It's a (nicele illustrated) story about a boy having fear of mathematics in general and fear of his math teacher. He dreams every night of the so-called number devil who will teach the boy the beauty of math.

The very special thing about the book is the fact that mathematical terms are not called how we would call it, but with special colorful words (e.g., the number devil explains the boy why multiplication is important and how it is derived from addition. Then, the number devil does an analogy of it to introduce factorial - But the book calls it "Wumm!". So the boy is teached to perform e.g. "6 Wumm!". Taking roots are called taking rutabaga, etc.). One can discuss if this is good or bad, but at least this doesn't sound like mathematics known to students in that age and is maybe motivating students to have interest in mathematics. (There is also a table at the end of the book translating the new terms to known terms for us. This table can also be helpful to students who might say: "Okay, I understood the concepts of the book...Wait... This rutabaga thing was the complicated root thing our teacher explained a few weeks ago?")
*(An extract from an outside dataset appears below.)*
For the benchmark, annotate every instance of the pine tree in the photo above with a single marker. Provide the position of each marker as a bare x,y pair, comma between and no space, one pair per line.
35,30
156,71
More or less, every night (I think, there are about 10?) is one "lecture". The mathematical content is about mathematics teached to students in the age of 10-14 maybe (depends on countries, etc.), but also has some hints to college related questions: Firstly, the book introduces basic operations like factorial, roots, etc and also numbers systems like natural numbers, rational numbers, etc. (and even a small adventure to complex numbers). Then the book deals a lot with pascal's triangle, Fibonacci numbers and related content. At the end, there is small journey into more advances subjects like topology, the traveling salesman problem, etc.

I hightly recommend the reading of the books - even (or in particular!) for adults.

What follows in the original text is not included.